The Problem with My Inner Griswold

Erik Cooper —  November 28, 2011 — 2 Comments

Confession: At 6PM each Thanksgiving, the pumpkins magically turn into wreaths, and I turn into Clark W. Griswold.

Not Wally World Griswold.

Not Big Ben Griswold.

Definitely not Las Vegas Griswold.

Christmas Vacation Griswold. You know, the last funny movie Chevy Chase made (sorry, were you a fan of 2004’s Karate Dog?). That Clark Griswold. The eternal optimist. The schmaltzy traditionalist. (The accident prone).

Something really strange happens to me during the Christmas season:

  • I enjoy corny musical arrangements I would mock openly in the New Year. Click here for my Spotify Christmas Playlist.
  • I get all teary eyed hanging the “Our First Christmas 1995” ornament on the tree.
  • I climb on ladders (please don’t tell my life insurance company).

Christmas has always been a wonder to me. A Hallmark Channel movie event. And the older I get, the more I realize my deep desire to hold onto those deep, warm feelings. To recreate them with my own children.

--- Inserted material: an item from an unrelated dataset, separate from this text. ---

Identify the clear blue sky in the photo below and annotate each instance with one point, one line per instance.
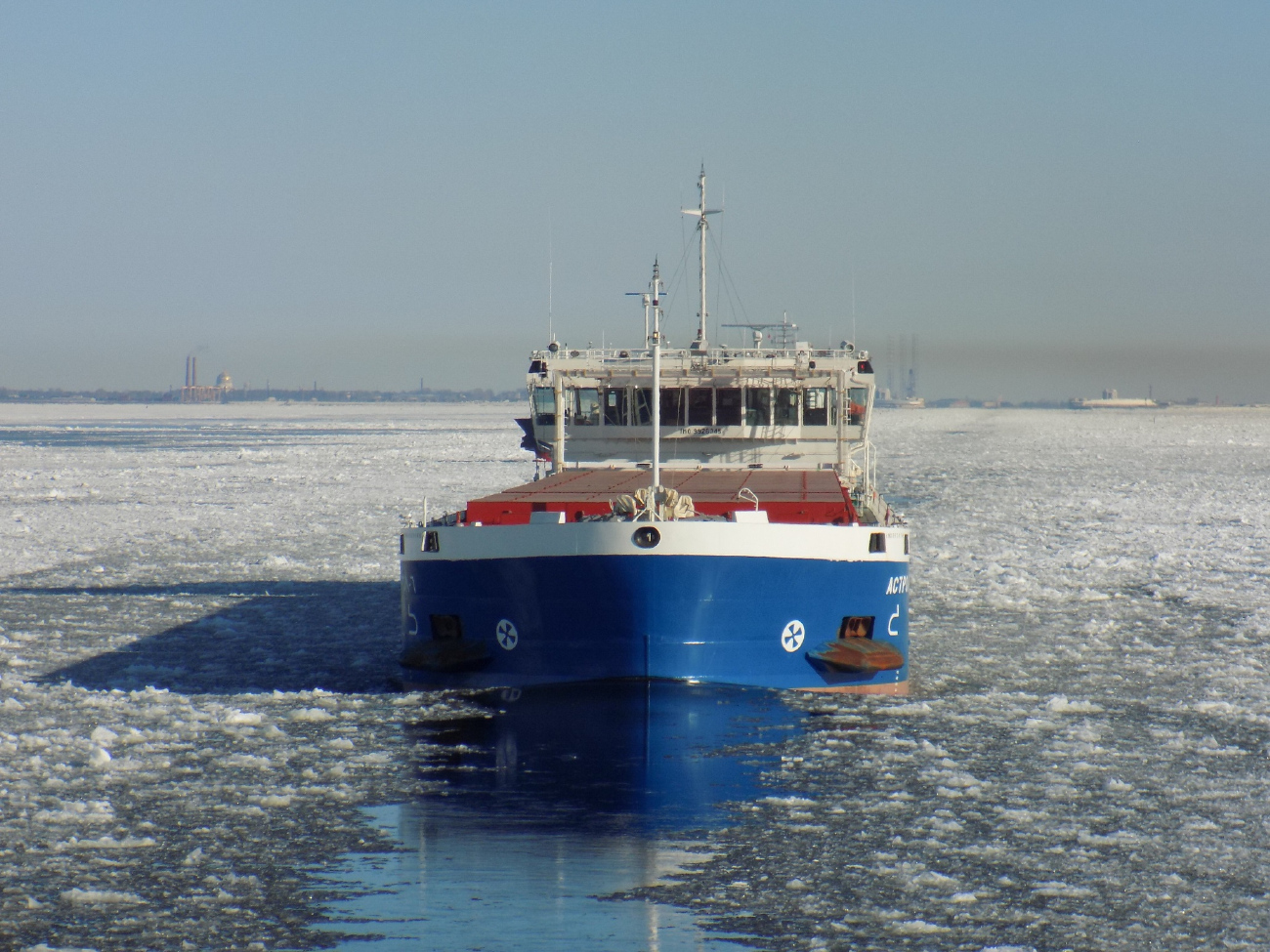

That’s the beauty of tradition. These constant markers that ground us. That ignite the senses. Remind us of what’s important. Of who God is. Of who He says we are.

Christmas Eve candlelight services.

The aroma of evergreen.

Advent calendars with daily family activities each day of December.

Homemade cinnamon rolls on Christmas morning.

There’s life in our human traditions (something I’d never have said to you in my early 20’s). Christmas never fails to remind me of that. But in the midst of all this Yuletide joy and celebration, I do feel a quiet sense of warning.

Traditions are beautiful. But I want to live, not just strive to re-live. I can get so obsessive about recreating past experiences, feelings, and sensations, that I completely miss the new ones happening right in front of me. That’s a shame. I want to enjoy these memories as they’re being created, not just when they’re hazy images I replay in my head.

So here’s this year’s Holiday challenge:

Embrace your inner Griswold! Bask fully in all your Christmas traditions! Create some new ones! Be schmaltzy and sentimental! Shut down your city’s power grid with 25,000 imported Italian twinkle lights!

Just remember: Traditions are a link to our past, not an excuse to keep living there. Live fully in every moment…today.

2 responses to The Problem with My Inner Griswold

  1. Interesting thought. Mother never decorated until the Sunday before Christmas. As soon as I had my own place to decorate I started right after Thanksgiving. Now I understand. We barely had time to celebrate Thanksgiving before we were back outside taking advantage of pretty days to get farm work done – my first year for that. I think about decorating for Christmas, but that will have to wait this year. I’ll try to get it started by the Sunday before Christmas. As a kid we baked I don’t know how many kinds of cookies and candies. I used to keep that tradition. However, I began to realize that everyone who received my cookies didn’t really need mine too. I also watched my waisteline expanding and expanding. Now we decide on one treat for the season. Afterall, there’s just 2 of us. This year, with Christmas on Sunday we will probably have Christmas dinner on Christmas Eve and then leftovers on Christmas Day when we get home from church or maybe after we go out to the dairy to draw our milk for the week. Yes, Sunday is our milk day and even on Christmas it is our milk day. I don’t know when we will unwrap gifts. Maybe we won’t even wrap them this year. That would be different. We shop together for lots of them and most of the ones that come from far away places from family are food that we start eating when they arrive. I think our tradition is to do it together – what ever it is – and then to remember together how it once was. Now that we’ve applied to be adoptive parents, maybe we will begin to consider how it might be. I love traditions, but as life changed I had to move forward even though sometimes I miss the traditions.